Fue sintomático el artículo que publicó El Diario Montañés recogiendo una serie de errores de diferente origen que, por esa debilidad de base, ahora se reproducen hasta el infinito a través de internet. Acertadamente, ponía como ejemplo paradigmático lo ocurrido con la Isla de Mogro o Mogru, hoy conocida como Mouro por un error de transcripción que consolidó la corrupción del término.
El por qué de los errores tiene un fácil diagnóstico: se han registrado de forma descontextualizada favorecidos por una situación social de diglosia extendida en el tiempo y acentuándose por un tratamiento posterior en órganos de gestión de fuera de Cantabria. Trasladados después a la cartografía pública, se asumen implícitamente en una suerte de oficialización del error.
Corregir los topónimos corrompidos pudiera resultar relativamente sencillo, pero la profundidad del problema invitaba a ir más allá.

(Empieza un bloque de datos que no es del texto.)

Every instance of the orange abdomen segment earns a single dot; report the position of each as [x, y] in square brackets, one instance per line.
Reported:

Y ahí se enmarcaba la propuesta, a desarrollar un completo programa de investigación, recopilación y contextualización de nuestra toponimia porque hoy, aparte de errores, se ciernen amenazas que acentúan la fragilidad per se de este patrimonio. La primera, asumir la realidad de encontrarse en la antesala de la desaparición de miles de topónimos y microtopónimos: porque existen únicamente en la memoria de los mayores y de los habitantes de un mundo rural que poco a poco se va despoblando; porque muchos son de uso común en el ámbito agrícola y ganadero, pero cada vez hay menos trabajadores y espacios de uso; porque las nuevas herramientas de posicionamiento sustituyen la orientación visual basada en accidentes topográficos, referente para las gentes del mar.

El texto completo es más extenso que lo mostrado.